1. That there is no intention to adopt the current Australian Therapeutic Goods Act in New Zealand.

Comment: The Draft Consultation Paper tabled by Medsafe 17^th December 2001 would indicate that there is every intent to adopt Australian regulations administered by a majority Australian presence at the decision making level.

Question: Can you explain your comment in view of Medsafe’s apparent support for the Draft Discussion Paper? If there is no intent on behalf of officials to pursue major elements included in the paper why then was it distributed in the first place?

2. That work is in progress to identify an appropriate regulatory framework for complementary healthcare products.

Comment: The Ministry has had some twelve years or more to introduce a sensible framework to upgrade Dietary Supplement Regulations. The proposed Health and Therapeutic Products Bill appears to have been scuttled by the Ministry.

Question: Can you account for the failure of the department’s officials to properly manage this legislation so that the Dietary Supplement Regulations serve both the public and industry and that both cease to live in an archaic Dietary Supplement Regulatory environment?

3. The reference to best regulatory practice that will adequately protect consumer health and safety.

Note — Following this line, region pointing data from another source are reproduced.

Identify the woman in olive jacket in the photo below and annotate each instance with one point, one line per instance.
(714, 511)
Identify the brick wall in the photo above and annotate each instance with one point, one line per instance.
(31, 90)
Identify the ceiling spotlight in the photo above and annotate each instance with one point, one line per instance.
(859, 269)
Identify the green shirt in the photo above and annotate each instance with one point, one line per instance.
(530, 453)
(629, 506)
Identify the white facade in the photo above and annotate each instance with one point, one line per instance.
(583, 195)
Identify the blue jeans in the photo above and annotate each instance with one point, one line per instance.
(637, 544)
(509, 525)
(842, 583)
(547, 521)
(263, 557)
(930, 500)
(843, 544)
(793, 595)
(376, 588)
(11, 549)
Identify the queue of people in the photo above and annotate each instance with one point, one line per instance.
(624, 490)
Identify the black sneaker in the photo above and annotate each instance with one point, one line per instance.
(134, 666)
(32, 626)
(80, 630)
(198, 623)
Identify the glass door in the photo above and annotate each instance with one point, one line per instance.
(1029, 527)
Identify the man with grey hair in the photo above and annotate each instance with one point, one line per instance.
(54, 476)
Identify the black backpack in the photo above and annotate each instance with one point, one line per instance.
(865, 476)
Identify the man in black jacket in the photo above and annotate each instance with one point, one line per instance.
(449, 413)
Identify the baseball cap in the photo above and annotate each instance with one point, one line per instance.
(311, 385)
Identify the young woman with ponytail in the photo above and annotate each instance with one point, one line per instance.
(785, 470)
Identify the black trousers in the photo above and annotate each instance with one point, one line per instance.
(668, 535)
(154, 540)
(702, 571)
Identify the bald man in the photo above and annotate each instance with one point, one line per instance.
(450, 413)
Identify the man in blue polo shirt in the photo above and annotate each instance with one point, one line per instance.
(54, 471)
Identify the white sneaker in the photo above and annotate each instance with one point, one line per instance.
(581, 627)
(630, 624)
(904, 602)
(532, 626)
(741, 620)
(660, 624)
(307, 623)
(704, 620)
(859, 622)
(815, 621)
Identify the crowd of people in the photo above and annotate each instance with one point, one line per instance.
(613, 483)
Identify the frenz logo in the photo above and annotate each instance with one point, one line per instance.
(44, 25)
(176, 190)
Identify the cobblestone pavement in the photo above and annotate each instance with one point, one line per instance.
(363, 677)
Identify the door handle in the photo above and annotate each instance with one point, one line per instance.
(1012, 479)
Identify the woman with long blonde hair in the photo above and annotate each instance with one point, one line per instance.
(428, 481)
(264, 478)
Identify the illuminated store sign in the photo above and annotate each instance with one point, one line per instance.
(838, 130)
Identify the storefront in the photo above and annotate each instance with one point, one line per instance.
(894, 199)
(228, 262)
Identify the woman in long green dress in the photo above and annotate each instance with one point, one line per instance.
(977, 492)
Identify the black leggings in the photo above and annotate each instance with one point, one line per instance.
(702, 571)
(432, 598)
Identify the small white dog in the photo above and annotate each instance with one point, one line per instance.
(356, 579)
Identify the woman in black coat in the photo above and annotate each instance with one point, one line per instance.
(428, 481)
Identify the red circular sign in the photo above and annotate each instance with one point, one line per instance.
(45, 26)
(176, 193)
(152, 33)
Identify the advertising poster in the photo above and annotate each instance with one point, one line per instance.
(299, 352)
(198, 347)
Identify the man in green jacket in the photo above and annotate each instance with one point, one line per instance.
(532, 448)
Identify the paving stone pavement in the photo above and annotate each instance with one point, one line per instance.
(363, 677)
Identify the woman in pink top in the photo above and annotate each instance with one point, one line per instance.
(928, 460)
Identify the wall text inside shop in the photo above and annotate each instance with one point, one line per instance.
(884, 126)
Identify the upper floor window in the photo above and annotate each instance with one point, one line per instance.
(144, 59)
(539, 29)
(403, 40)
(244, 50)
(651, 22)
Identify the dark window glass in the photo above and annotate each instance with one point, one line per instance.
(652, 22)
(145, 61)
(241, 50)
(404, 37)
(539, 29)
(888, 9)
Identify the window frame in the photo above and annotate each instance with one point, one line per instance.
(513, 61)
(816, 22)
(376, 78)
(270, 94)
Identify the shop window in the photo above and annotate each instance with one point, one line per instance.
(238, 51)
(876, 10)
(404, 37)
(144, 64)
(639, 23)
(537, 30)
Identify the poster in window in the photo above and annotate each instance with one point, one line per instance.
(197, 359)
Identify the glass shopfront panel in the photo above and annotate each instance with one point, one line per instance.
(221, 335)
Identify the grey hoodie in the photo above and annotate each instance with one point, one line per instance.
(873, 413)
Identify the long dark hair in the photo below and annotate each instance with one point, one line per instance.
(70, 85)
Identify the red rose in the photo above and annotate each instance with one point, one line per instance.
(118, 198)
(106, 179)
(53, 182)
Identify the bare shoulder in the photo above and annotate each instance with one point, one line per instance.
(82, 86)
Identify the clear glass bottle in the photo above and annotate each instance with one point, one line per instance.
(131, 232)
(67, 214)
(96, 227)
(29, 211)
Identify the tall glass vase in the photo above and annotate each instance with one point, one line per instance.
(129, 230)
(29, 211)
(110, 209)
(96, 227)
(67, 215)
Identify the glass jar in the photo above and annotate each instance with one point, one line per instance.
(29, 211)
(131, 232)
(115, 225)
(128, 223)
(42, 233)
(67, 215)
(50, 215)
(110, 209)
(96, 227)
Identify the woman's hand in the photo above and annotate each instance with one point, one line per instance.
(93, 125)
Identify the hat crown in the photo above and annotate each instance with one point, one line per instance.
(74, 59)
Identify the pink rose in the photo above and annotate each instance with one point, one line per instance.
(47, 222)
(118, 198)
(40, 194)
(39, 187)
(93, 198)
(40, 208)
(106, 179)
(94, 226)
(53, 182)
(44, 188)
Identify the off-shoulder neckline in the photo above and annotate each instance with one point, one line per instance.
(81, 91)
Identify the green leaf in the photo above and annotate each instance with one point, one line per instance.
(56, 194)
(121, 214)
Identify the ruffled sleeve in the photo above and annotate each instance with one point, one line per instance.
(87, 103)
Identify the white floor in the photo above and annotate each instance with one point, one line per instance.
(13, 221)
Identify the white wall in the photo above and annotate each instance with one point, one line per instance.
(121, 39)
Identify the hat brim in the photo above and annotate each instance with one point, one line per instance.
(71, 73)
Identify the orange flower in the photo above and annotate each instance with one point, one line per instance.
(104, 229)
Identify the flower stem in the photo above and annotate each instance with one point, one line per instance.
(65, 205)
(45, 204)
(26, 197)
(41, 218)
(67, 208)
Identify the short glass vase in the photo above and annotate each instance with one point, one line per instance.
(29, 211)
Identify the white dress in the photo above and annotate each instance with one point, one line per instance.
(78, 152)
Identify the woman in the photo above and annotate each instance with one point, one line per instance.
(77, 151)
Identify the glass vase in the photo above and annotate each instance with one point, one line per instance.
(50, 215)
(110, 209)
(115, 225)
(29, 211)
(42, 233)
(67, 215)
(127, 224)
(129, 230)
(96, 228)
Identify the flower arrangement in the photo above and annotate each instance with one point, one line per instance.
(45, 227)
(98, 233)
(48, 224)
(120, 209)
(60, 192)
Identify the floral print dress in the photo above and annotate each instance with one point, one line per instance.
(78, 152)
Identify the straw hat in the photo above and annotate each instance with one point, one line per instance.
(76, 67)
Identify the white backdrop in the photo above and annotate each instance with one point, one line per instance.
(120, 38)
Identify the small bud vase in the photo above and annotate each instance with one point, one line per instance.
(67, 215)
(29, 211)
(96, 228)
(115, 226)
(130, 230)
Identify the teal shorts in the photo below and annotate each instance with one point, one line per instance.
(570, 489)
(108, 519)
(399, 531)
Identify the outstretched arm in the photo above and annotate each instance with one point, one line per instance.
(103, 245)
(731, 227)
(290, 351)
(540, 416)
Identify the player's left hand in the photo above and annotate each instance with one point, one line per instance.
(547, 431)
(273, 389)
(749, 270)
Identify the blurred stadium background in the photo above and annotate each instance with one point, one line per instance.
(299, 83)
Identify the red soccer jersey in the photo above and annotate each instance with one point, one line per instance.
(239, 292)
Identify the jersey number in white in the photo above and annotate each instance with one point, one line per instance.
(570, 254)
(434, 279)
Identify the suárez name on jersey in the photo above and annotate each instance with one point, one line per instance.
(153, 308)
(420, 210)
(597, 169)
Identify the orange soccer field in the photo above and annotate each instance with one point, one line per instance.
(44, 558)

Question 1: Can you supply verifiable documentation that supports regulatory controls of the nature outlined in the Draft Consultation Paper December 2001. In support of this question can you make available data regarding safety based on sound verifiable studies published in the medical literature?

Question 2: The proposal proposes to include dietary supplements as medicines. Can you provide risk analysis comparative data between medicines (for which there is ample precedent) and dietary substances?

4. It is proposed that an expert committee with members who are knowledgeable about herbal and complimentary products will provide advice on the safety of ingredients.

Comment: The discussion paper indicates that Australians will dominate the advisory committee and that there is no provision for New Zealand industry or public representation.

Question: Given the content of the Draft Discussion Paper regarding assurances of transparency and fairness with soundness in governance how would you respond to the proposal not to include both industry experts and public representation on decision making committees?

5. Consumers have a right to receive adequate, truthful information to enable them to choose wisely and use products safely.

Comment: The cost to public health and therefore Government is significant based on tired, inappropriate legislation that restricts the "right of individuals to know" and industry to provide. There is sound medical evidence available that would indicate there is presently in place, and an intention to reinforce the iron curtain approach to the provision of truthful information by industry and other sources to the public.

Question: Given the absurd and entrenched regulatory environment of the TGA which is reflected in the proposal how can you possibly assure New Zealanders as per your letter, that contrary to the American experience you can deliver a "right to know" information environment? (Example: court action by Pearson et al against the FDA ( Pearson vs Shalla 11) on the public’s "right to know" regarding the benefits of folate supplementation).

6. That the proposed legislation is not being influenced by multinational pharmaceutical companies.

Comment: The EU directive on Dietary Supplements on the 12^th March last was pushed through in the face of strong EU public opposition. (Reportedly 400 million votes against). Members of the supervisory boards of pharmaceutical companies are sitting on the European Commission (Example: Commissioner Bolkenstein). There is evidence that the genesis of Codex and its on-going decision making process is to a significant extent driven through elements of the pharmaceutical industry,

Question: Can you provide documentation to verify your statement?

Finally: your reference to "the need for public access to product and health information" is commendable if in fact that is the intent of the proposed legislation. The requirement to "ensure safety" must be supported and "appropriate standards of production control" need to be implemented and followed.